A windows expression takes an aggregation, like col("date").cumcount()
and applies that over a group defined by .over("code")
.
The code looks like this:
day = ['day1','day2','day3','day4','day1','day2','day3','day1','day2']
code = ["a","a","a","a","b","b","b","c","c"]
price = [1,2,3,4,5,6,7,8,9]
df = pl.DataFrame({"date":day,"code":code,"price":price})
(df.select([
pl.all(),
pl.col("date").cumcount().over("code").flatten().alias("codeindex"),
]))
outputs
shape: (9, 4)
┌──────┬──────┬───────┬───────────┐
│ date ┆ code ┆ price ┆ codeindex │
│ --- ┆ --- ┆ --- ┆ --- │
│ str ┆ str ┆ i64 ┆ u32 │
╞══════╪══════╪═══════╪═══════════╡
│ day1 ┆ a ┆ 1 ┆ 0 │
├╌╌╌╌╌╌┼╌╌╌╌╌╌┼╌╌╌╌╌╌╌┼╌╌╌╌╌╌╌╌╌╌╌┤
│ day2 ┆ a ┆ 2 ┆ 1 │
├╌╌╌╌╌╌┼╌╌╌╌╌╌┼╌╌╌╌╌╌╌┼╌╌╌╌╌╌╌╌╌╌╌┤
│ day3 ┆ a ┆ 3 ┆ 2 │
├╌╌╌╌╌╌┼╌╌╌╌╌╌┼╌╌╌╌╌╌╌┼╌╌╌╌╌╌╌╌╌╌╌┤
│ day4 ┆ a ┆ 4 ┆ 3 │
├╌╌╌╌╌╌┼╌╌╌╌╌╌┼╌╌╌╌╌╌╌┼╌╌╌╌╌╌╌╌╌╌╌┤
│ ... ┆ ... ┆ ... ┆ ... │
├╌╌╌╌╌╌┼╌╌╌╌╌╌┼╌╌╌╌╌╌╌┼╌╌╌╌╌╌╌╌╌╌╌┤
│ day2 ┆ b ┆ 6 ┆ 1 │
├╌╌╌╌╌╌┼╌╌╌╌╌╌┼╌╌╌╌╌╌╌┼╌╌╌╌╌╌╌╌╌╌╌┤
│ day3 ┆ b ┆ 7 ┆ 2 │
├╌╌╌╌╌╌┼╌╌╌╌╌╌┼╌╌╌╌╌╌╌┼╌╌╌╌╌╌╌╌╌╌╌┤
│ day1 ┆ c ┆ 8 ┆ 0 │
├╌╌╌╌╌╌┼╌╌╌╌╌╌┼╌╌╌╌╌╌╌┼╌╌╌╌╌╌╌╌╌╌╌┤
│ day2 ┆ c ┆ 9 ┆ 1 │
└──────┴──────┴───────┴───────────┘
Disect
Note that if we don't flatten
we would get lists with cumcounts for every group.

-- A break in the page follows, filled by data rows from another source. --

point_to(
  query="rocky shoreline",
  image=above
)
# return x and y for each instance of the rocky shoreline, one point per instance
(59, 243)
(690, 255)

Like this
df.select([
pl.col("date").cumcount().over("code").alias("codeindex"),
]))
shape: (9, 1)
┌───────────────┐
│ codeindex │
│ --- │
│ list [u32] │
╞═══════════════╡
│ [0, 1, ... 3] │
├╌╌╌╌╌╌╌╌╌╌╌╌╌╌╌┤
│ [0, 1, ... 3] │
├╌╌╌╌╌╌╌╌╌╌╌╌╌╌╌┤
│ [0, 1, ... 3] │
├╌╌╌╌╌╌╌╌╌╌╌╌╌╌╌┤
│ [0, 1, ... 3] │
├╌╌╌╌╌╌╌╌╌╌╌╌╌╌╌┤
│ ... │
├╌╌╌╌╌╌╌╌╌╌╌╌╌╌╌┤
│ [0, 1, 2] │
├╌╌╌╌╌╌╌╌╌╌╌╌╌╌╌┤
│ [0, 1, 2] │
├╌╌╌╌╌╌╌╌╌╌╌╌╌╌╌┤
│ [0, 1] │
├╌╌╌╌╌╌╌╌╌╌╌╌╌╌╌┤
│ [0, 1] │
└───────────────┘
Flatten in window functions.
In window functions a flatten
takes the first value per group and explodes/flattens
that. That result is stacked back to the original DataFrame
.
For this output to make sense, you often want the DataFrame
to be sorted by the columns you group by (in the over
clause).
This is a gotcha to remember, but doing so allows us to make the window operations very fast.